Donald Trump a raison. Si, si. Lorsqu’il a affirmé dimanche être «attristé de voir Elon Musk dérailler complètement et se transformer en véritable catastrophe», les différents conseils d’administration et employés de ses entreprises ont dû penser la même chose. Alors qu’ils le priaient de redescendre de sa petite parenthèse enchantée au sommet du pouvoir, l’homme le plus riche du monde semble leur avoir dressé un majestueux doigt d’honneur avant de s’engouffrer davantage dans le marécage politique américain qu’il maîtrise mal.
En créant son propre parti ce week-end, pour entériner son désaccord avec son ancien meilleur ami et hurler que Donald Trump «ruine notre pays par le gaspillage et la corruption», il part sans doute du principe que les déçus seront suffisamment nombreux pour le suivre dans ce qu’il considère comme «la liberté».
Si quelques-uns sont sans doute séduits par la testostérone financière qui lui sert à la fois d’arsenal, de gilet pare-balles et de susucre, il manquera à Elon Musk ce qui fait la solidité et le succès de Trump depuis 2015: l’art de la démagogie. Le «Parti de l’Amérique», baptisé ainsi comme si la totalité de la population américaine attendait le patron de Tesla depuis des siècles pour se sentir enfin représentée, va devoir cravacher sec pour se faire une place dans le cœur des real Americans du Midwest (pour ne citer qu’eux).
Non pas que Donald Trump soit particulièrement proche des classes sociales les moins favorisées, mais il a toujours su leur faire miroiter une connexion, pourtant inexistante. Le milliardaire de Mar-a-Lago est sans doute le politicien moderne le plus adroit lorsqu’il s’agit de manier la démagogie. Et, ce, sans jamais sortir involontairement de son rôle fantasmé d’opium d’un peuple qui ne se fait plus tant d’illusions.
A l’inverse, Elon Musk a d’abord révélé sa profonde instabilité psychologique, en faisant irruption dans les jupes du président. La politique n’évoluant pas sous les mêmes règles que le business, ses échecs et réguliers coups de sang se sont inscrits sur les courbes boursières de ses différentes sociétés et la cote de popularité de ses joujoux électriques.
Il a beau jurer, aujourd’hui, «qu’une force extrêmement concentrée à un endroit précis du champ de bataille» a de sérieuses chances de «briser le système unipartite», ses délires de «liberté» (économique) devraient se contenter de séduire quelques nababs de la Silicon Valley et une poignée d’opportunistes qui estimeront n’avoir pas eu droit au traitement qu’ils méritaient avec Donald Trump.
Si Elon Musk a déjà réussi à lancer des fusées dans l’espace et populariser des voitures électriques à travers le monde, le chemin pour fonder un nouveau parti est semé d’embûches, particulièrement aux Etats-Unis, où le bipartisme est ancré dans le cerveau électoral des Américains.
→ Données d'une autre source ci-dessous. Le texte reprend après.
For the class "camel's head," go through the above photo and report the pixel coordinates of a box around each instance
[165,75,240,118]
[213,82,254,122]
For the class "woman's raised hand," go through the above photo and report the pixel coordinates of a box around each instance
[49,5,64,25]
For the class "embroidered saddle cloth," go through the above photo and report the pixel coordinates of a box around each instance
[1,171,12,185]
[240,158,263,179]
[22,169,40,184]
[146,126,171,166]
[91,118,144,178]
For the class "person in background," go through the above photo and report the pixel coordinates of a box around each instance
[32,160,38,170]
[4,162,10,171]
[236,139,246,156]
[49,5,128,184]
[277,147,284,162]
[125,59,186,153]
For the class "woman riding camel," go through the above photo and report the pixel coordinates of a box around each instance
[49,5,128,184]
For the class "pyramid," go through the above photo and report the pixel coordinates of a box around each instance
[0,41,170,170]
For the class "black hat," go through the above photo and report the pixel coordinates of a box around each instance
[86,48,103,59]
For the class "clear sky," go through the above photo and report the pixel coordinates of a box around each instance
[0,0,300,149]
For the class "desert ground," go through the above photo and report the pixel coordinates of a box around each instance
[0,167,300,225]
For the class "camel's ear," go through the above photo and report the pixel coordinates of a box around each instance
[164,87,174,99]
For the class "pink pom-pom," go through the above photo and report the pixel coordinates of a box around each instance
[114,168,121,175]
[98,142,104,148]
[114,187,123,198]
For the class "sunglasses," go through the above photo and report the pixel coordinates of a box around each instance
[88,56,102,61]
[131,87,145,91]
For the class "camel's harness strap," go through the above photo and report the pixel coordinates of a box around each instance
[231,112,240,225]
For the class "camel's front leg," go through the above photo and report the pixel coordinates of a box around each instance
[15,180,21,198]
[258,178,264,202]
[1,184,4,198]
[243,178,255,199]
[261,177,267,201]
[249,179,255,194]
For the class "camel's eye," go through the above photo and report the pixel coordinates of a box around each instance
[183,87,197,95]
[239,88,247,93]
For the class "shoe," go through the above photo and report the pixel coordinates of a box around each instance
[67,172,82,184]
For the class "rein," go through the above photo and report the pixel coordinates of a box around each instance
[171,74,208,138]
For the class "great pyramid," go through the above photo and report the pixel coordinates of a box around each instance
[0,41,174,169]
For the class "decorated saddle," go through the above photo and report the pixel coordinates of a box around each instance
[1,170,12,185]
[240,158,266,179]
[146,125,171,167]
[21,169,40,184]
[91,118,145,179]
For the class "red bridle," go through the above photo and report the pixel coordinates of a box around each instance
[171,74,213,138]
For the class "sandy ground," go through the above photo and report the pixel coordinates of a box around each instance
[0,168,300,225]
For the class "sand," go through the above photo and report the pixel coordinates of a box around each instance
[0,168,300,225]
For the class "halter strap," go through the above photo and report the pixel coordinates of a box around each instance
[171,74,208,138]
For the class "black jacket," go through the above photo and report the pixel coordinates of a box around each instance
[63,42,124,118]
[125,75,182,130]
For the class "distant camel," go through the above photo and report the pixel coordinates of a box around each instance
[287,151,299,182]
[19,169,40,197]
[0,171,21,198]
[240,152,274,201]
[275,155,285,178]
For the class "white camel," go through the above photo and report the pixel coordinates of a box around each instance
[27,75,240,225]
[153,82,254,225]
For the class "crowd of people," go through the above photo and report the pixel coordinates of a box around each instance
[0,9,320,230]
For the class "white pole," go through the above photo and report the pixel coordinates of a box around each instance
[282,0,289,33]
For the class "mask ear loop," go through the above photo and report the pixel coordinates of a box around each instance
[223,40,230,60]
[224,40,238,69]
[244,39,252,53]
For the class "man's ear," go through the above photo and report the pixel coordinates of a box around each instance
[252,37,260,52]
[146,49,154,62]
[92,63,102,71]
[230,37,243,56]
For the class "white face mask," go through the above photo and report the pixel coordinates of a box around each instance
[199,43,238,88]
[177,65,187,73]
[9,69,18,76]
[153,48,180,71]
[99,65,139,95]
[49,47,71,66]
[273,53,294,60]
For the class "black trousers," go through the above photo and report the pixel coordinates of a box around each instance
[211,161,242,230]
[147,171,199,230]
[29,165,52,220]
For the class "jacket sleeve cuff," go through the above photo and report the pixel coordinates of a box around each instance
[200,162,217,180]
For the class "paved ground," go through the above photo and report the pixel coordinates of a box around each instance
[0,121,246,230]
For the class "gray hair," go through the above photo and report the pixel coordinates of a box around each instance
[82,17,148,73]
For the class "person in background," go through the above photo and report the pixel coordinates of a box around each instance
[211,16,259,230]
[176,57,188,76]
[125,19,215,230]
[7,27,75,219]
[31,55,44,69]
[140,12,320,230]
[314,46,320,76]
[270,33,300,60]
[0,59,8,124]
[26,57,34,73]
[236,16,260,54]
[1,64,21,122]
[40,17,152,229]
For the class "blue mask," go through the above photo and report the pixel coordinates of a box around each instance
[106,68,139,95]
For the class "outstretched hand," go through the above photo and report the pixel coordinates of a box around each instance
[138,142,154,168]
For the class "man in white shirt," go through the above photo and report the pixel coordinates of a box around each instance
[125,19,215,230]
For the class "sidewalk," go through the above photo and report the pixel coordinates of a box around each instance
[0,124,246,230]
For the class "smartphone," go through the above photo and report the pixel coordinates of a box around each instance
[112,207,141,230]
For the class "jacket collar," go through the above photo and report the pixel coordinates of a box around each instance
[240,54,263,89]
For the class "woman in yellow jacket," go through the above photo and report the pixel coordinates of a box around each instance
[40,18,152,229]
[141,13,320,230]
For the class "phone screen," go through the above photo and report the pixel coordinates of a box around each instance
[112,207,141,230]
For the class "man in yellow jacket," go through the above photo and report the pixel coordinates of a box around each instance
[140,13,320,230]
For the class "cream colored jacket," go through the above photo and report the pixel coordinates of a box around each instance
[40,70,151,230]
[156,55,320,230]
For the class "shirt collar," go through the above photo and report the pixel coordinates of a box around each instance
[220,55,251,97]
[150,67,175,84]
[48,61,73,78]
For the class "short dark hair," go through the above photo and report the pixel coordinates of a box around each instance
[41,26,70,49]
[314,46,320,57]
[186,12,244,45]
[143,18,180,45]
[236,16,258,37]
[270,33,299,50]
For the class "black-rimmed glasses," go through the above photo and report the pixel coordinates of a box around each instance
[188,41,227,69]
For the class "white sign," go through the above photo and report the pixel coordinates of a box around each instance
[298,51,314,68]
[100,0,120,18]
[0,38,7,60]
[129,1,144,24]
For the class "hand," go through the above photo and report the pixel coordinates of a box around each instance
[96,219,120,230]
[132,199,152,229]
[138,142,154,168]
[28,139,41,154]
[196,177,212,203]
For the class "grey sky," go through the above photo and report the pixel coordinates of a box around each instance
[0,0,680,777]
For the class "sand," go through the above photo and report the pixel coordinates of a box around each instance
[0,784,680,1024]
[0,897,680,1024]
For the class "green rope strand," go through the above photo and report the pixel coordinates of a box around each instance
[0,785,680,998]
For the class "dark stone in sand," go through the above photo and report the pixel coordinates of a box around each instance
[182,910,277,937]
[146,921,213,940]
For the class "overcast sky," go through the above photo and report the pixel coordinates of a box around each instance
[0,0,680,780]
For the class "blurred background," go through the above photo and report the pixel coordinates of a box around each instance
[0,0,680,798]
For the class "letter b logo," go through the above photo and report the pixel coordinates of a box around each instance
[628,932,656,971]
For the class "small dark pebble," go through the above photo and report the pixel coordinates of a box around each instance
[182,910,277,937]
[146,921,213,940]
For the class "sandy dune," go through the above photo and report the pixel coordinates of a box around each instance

Et le patron de SpaceX n’est pas le premier milliardaire à penser qu’il peut bouleverser la politique en sortant le carnet de chèques. Les obstacles institutionnels vont se dresser face à lui, bien avant qu’il puisse prendre concrètement le pouls des Américains sur un tel projet.
Enfin, si ses idées sont parfois bien accueillies, Elon Musk n’est pas l’être humain le plus populaire de pays. Et, de loin pas. Une étude réalisée le mois dernier révèle que «seulement 30% des électeurs ont une opinion favorable du milliardaire de la tech, tandis que 57% en ont une opinion défavorable», rappelait notamment The Independant.
Elon Musk, fantasque personnage digne des méchants de la franchise Marvel, est beaucoup plus franc et direct que Donald Trump. Aujourd’hui, pas grand monde ne semble prêt à avaler l’idée que l’homme le plus riche du monde en a quelque chose à ficher du peuple américain. En revanche, même s'il est sans doute trop tard pour prendre des cours du soir de démagogie électorale, le magnat aura suffisamment de pouvoir et d'argent pour mettre quelques bâtons dans les roues du président et brandit déjà ses premières menaces en vue des Midterms, l’année prochaine.